Finding a better way to count matrices

Question

I would like to count the number of 2d arrays with only 1 and 0 entries that have a disjoint pair of disjoint pairs of rows that have equal vector sums. For a 4 by 4 matrix the following code achieves this by just iterating over all of them and testing each one in turn.

import numpy as np
from itertools import combinations
n = 4
nxn = np.arange(n*n).reshape(n, -1)
count = 0
for i in xrange(2**(n*n)):
   A = (i >> nxn) %2
   p = 1
   for firstpair in combinations(range(n), 2):
       for secondpair in combinations(range(n), 2):
           if firstpair < secondpair and not set(firstpair) & set(secondpair):
              if (np.array_equal(A[firstpair[0]] + A[firstpair[1]], A[secondpair[0]] + A[secondpair[1]] )):
                  if (p):
                      count +=1
                      p = 0
print count

The output is 3136.

The problem with this is that it uses 2^(4^2) iterations and I would like to run it for n up to 8. Is there a cleverer way to count these without iterating over all the matrices? For example it seems pointless to create permutations of the same matrix over and over again.

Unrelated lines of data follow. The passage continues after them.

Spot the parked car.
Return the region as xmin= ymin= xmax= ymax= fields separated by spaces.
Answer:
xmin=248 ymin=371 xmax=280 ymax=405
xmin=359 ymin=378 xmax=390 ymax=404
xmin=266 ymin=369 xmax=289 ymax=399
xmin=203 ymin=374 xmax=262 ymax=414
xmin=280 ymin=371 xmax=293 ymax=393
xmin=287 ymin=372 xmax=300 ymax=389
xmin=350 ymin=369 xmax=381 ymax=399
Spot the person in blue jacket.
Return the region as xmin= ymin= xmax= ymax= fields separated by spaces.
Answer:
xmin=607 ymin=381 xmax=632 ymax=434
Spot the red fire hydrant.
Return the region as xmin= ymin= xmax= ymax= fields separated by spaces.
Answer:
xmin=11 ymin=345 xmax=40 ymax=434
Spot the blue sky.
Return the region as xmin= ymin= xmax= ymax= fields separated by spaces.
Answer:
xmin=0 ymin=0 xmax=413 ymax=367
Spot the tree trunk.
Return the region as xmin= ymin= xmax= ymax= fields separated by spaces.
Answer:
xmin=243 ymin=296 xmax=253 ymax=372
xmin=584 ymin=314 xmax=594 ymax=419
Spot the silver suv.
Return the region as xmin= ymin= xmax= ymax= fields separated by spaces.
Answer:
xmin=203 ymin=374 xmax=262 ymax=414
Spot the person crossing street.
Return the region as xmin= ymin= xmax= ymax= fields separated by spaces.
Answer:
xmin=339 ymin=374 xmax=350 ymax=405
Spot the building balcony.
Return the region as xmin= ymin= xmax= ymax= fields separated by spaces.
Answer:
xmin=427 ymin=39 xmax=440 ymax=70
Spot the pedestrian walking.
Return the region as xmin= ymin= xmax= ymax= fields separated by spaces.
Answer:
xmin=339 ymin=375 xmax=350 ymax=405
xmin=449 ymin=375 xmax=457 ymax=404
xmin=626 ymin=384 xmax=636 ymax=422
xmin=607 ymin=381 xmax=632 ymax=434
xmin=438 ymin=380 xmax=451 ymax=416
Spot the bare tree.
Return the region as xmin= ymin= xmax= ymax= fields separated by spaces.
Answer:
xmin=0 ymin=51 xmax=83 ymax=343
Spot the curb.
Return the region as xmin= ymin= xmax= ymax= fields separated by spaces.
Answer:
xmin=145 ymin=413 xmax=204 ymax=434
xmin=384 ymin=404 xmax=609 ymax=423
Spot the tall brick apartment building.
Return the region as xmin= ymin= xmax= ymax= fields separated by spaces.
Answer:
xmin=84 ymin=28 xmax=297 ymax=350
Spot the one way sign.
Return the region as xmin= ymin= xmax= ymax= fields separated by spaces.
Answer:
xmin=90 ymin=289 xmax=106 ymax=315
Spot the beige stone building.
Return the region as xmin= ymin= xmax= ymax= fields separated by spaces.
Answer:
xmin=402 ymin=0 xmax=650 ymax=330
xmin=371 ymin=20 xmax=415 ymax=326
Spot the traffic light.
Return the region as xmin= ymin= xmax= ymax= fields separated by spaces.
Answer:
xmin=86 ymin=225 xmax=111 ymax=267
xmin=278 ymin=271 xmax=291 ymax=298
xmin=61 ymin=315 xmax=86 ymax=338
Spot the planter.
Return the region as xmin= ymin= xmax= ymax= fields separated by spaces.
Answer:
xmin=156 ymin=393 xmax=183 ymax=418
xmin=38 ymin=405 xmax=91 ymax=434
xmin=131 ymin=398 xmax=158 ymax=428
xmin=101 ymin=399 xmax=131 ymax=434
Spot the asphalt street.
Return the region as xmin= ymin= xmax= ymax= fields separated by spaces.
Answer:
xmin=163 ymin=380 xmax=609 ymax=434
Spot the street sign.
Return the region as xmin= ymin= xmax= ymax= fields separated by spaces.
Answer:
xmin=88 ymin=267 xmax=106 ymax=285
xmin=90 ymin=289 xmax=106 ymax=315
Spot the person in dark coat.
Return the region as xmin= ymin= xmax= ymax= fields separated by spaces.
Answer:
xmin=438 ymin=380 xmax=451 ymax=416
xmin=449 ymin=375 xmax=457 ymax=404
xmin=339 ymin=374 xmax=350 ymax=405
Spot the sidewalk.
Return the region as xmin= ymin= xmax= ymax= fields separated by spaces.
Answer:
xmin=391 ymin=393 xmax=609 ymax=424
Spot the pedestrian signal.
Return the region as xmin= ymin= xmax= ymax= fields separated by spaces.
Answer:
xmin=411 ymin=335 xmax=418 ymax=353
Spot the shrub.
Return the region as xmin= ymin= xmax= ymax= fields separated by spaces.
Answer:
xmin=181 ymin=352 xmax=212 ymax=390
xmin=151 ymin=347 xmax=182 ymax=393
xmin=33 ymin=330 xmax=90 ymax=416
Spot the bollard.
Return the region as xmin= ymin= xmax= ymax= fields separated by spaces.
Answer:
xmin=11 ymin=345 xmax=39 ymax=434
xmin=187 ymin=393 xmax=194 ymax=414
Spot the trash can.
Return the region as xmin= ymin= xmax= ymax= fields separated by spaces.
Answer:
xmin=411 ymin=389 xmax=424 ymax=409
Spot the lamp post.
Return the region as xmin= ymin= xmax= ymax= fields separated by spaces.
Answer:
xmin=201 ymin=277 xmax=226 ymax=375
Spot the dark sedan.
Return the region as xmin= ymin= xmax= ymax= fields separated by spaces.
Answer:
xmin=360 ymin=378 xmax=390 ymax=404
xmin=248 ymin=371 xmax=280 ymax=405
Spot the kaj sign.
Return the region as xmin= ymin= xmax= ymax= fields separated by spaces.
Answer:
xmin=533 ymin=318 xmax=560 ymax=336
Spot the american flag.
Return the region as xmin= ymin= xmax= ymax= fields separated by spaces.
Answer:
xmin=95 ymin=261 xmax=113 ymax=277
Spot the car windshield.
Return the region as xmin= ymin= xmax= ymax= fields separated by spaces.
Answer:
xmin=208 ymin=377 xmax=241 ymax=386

You want "two disjoint pairs of disjoint pairs of rows that have equal vector sums", or it's a typo and you meant "two disjoint pairs of rows that have equal vector sums" ? — Gastón Bengolea
– Gastón Bengolea, Commented Jan 15, 2014 at 22:47
@GastónBengolea Thanks. It is a pair of pairs not two pairs of pairs. — marshall
– marshall, Commented Jan 15, 2014 at 22:51
The matrix is any 2d matrix or one like the one you created right there? — Gastón Bengolea
– Gastón Bengolea, Commented Jan 15, 2014 at 23:01
@GastónBengolea I am considering all n by n matrices with entries that are 1 or 0. My code just iterates over those for n = 4. I would like it to work for n=5,6,7,8 but it takes far too long currently. — marshall
– marshall, Commented Jan 16, 2014 at 7:41
executing a single cpu cycle for each 8x8 matrix would take roughly 10000 years on todays hardware; and as we discovered earlier, you need millions of cycles to check one matrix. So you really need to come up with something better than trying them all. Even modulo row/column permutations, my gut instinct tells me you are still in big trouble. You might get a good estimate of the total number of such matrices by stochastically sampling the space of all matrices? — Eelco Hoogendoorn
– Eelco Hoogendoorn, Commented Jan 16, 2014 at 11:46

David Eisenstat · Accepted Answer · 2014-01-18 22:09:54Z

8

+150

Computed in about a minute on my machine, with CPython 3.3:

4 3136
5 3053312
6 7247819776
7 53875134036992
8 1372451668676509696

Code, based on memoized inclusion-exclusion:

#!/usr/bin/env python3
import collections
import itertools

def pairs_of_pairs(n):
    for (i, j, k, m) in itertools.combinations(range(n), 4):
        (yield ((i, j), (k, m)))
        (yield ((i, k), (j, m)))
        (yield ((i, m), (j, k)))

def columns(n):
    return itertools.product(range(2), repeat=n)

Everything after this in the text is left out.